Neutering can only work if all the local stray cats are rounded up. Miss just one (female) and the whole cycle will begin again. Many domestic tom cats are not neutered.
If you cannot find a free spaying service in your area, then it is a good idea to approach your veterinary surgeon and ask if he would be willing to offer a group discount.
Many vets will be happy to offer this service, if they care about animals (or perhaps live in an area where they are nightly kept awake by yowling felines on heat!).
If the price is outside your budget, consider organizing some fund-raising events involving the local community to pay for the treatment. Most people would be happy to help.
Homeless kittens that have been dumped
Sometimes people throw small kittens out on the street. Perhaps they had a tabby at home who produced a litter (again!) and they cannot re-home the offspring.
Someone did this to Toreador (well, he is a Spanish cat), or Torry as we call him, our cat.
Our local cat lady found him cowering behind the garbage bins next to the local supermarket, when he was very tiny, barely six weeks old.
She added him to her rounds, feeding him everyday, as he grew bigger.
One day she was severely distressed because we'd had heavy thundery downpours of rain, and this little kitten was soaked through, but still he came to her through the pounding rain, mewling to be fed.
She scooped him up and brought him straight round to me, where he could be warm and dry indoors.
She knew I'd said to her weeks before I would like a kitten, and was happy to take on a stray. She had organized the village strays to be neutered the year before, but missed one! So I knew this little cat, barely more than a kitten herself, had had at least two litters of kittens.
Torry didn't come from her though. Someone had witnessed a car drive up, dump him out and drive away.

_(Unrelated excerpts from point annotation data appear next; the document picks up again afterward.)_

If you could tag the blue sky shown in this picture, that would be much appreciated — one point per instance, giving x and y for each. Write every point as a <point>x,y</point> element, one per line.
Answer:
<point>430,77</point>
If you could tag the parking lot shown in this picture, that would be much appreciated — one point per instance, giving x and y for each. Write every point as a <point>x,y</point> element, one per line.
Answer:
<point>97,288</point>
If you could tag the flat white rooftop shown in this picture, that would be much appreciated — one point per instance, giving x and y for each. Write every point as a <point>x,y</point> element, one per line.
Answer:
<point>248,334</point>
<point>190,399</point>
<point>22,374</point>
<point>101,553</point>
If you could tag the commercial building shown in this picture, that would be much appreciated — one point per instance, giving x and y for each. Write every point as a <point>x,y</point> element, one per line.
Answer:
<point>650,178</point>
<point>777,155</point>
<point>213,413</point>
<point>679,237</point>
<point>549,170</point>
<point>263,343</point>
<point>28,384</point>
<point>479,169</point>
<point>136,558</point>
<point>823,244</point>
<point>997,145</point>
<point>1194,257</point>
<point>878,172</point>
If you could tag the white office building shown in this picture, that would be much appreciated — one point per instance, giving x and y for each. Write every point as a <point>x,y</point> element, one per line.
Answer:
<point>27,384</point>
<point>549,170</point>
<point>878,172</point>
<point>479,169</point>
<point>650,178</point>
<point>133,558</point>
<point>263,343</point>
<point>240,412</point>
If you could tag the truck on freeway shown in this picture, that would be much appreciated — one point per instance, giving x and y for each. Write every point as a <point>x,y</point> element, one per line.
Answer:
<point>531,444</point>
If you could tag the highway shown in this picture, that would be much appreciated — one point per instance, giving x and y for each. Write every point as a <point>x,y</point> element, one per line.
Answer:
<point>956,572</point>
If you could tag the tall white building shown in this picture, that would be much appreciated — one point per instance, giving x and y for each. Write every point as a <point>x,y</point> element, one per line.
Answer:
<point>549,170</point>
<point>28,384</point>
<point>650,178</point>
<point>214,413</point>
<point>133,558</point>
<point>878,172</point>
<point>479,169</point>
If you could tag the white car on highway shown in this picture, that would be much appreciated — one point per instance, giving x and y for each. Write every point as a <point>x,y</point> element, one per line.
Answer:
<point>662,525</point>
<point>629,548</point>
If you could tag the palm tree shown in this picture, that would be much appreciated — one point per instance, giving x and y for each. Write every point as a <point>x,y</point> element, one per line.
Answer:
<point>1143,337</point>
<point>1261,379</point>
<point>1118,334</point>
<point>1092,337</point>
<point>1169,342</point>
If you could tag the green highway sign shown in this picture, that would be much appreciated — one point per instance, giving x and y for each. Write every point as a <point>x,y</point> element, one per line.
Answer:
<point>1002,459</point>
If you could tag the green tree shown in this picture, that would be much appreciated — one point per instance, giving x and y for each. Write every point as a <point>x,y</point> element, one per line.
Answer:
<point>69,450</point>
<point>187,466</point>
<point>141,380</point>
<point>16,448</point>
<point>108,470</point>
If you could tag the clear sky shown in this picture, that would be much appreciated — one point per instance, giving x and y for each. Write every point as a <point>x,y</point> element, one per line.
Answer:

I found out later that at least two other cat ladies had been feeding him too, and he ate the lot every time as if he had never seen food before.
Three or four months on and Torry is now a huge cat, as he likes his grub. He's also spotlessly clean and very loving and friendly.
Yet he was a homeless cat too.
Give a homeless cat a home, and if you can't, please feed and neuter the homeless cats in your area.